Suit against teachers unions isn't about free speech but silencing members [View all]
http://www.latimes.com/business/hiltzik/la-fi-hiltzik-20150510-column.html?fb_action_ids=10200582865409910&fb_action_types=og.shares#page=1
Attacks on public employee unions, especially teachers unions, have become a permanent feature of the political landscape. But you'd be hard pressed to find one as incoherent and dishonest as a lawsuit filed last month in federal court in Los Angeles against six California and national teachers unions.
The lawsuit purports to defend the "free speech" rights of its plaintiffs, four California schoolteachers. But its real goal is to silence the collective voice of union members on political and educational issues. Its lesson is simple: If you don't like the decisions your organization or community reaches through the democratic process, just refuse to pay for them.

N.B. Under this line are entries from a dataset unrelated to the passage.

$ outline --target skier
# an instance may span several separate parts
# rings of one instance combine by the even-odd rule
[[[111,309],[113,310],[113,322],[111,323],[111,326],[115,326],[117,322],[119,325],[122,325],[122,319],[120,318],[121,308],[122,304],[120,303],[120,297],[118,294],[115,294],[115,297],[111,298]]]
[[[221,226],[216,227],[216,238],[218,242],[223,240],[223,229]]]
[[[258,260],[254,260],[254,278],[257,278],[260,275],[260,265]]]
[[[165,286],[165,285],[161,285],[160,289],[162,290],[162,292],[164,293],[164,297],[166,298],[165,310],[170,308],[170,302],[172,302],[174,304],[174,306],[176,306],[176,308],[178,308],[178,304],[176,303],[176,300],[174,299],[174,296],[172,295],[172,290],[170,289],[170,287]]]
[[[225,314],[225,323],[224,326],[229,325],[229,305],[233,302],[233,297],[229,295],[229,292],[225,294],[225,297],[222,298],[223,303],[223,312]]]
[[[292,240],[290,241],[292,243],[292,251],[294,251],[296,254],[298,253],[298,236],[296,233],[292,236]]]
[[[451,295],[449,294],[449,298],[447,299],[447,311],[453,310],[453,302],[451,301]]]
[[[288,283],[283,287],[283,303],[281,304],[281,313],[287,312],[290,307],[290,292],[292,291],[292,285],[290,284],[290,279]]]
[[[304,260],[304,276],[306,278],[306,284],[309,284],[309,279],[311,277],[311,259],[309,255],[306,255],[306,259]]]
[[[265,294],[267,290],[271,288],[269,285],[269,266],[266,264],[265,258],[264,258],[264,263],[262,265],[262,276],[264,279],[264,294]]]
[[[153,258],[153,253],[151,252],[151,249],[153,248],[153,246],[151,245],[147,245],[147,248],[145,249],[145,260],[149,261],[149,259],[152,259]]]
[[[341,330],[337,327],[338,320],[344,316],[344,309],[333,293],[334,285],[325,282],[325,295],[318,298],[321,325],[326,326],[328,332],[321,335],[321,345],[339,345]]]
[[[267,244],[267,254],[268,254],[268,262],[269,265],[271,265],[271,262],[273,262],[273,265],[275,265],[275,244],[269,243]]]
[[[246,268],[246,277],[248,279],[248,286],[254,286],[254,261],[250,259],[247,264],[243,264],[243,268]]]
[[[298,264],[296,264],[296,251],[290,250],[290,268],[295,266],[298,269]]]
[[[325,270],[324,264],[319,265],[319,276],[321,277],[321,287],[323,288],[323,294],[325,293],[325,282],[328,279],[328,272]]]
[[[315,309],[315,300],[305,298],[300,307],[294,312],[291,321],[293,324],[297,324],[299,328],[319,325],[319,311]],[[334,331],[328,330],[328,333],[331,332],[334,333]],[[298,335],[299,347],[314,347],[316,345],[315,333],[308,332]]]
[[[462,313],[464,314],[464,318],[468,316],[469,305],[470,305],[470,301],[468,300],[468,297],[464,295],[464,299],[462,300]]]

The plaintiffs in Bain vs. California Teachers Assn., et al, say the conditions of union membership coerce them into supporting "political or ideological" viewpoints they don't share. StudentsFirst, an education reform group supported by wealthy hedge fund managers and the Walton family, is bankrolling the lawsuit. StudentsFirst was founded by onetime Washington, D.C., schools chancellor Michelle Rhee, who, before leaving the organization in 2014 under a cloud, established its philosophy that the problem with education is that teachers have too much power and job protection.
Bain vs. CTA should be viewed in the context of a long war against public employee unions. Among its landmarks were Gov. Arnold Schwarzenegger's 2005 ballot initiatives to reduce teacher tenure rights and hamstring public employee unions' authority to spend member dues on political activity. Both failed.
The lawsuit's prime target is the "agency" or "fair share" fee. Under the law and according to a 1977 Supreme Court decision known as the Abood case, workers can be assessed non-member fees to cover solely the cost of negotiations and contract enforcement, without being compelled to join the union and support its political activities with their dues. That's the arrangement in California. For decades, union opponents have been trying to get Abood overruled. The Supreme Court is pondering whether to hear one challenge from California, Friedrichs vs. California Teachers Assn. Bain "helps create a favorable political climate for the Supreme Court" to accept the Friedrichs case and overturn Abood, says Joshua Pechthalt, president of the California Federation of Teachers, a defendant in Bain. Its purpose is "pretty clear," he says: "The erosion of unions' ability to be involved with politics."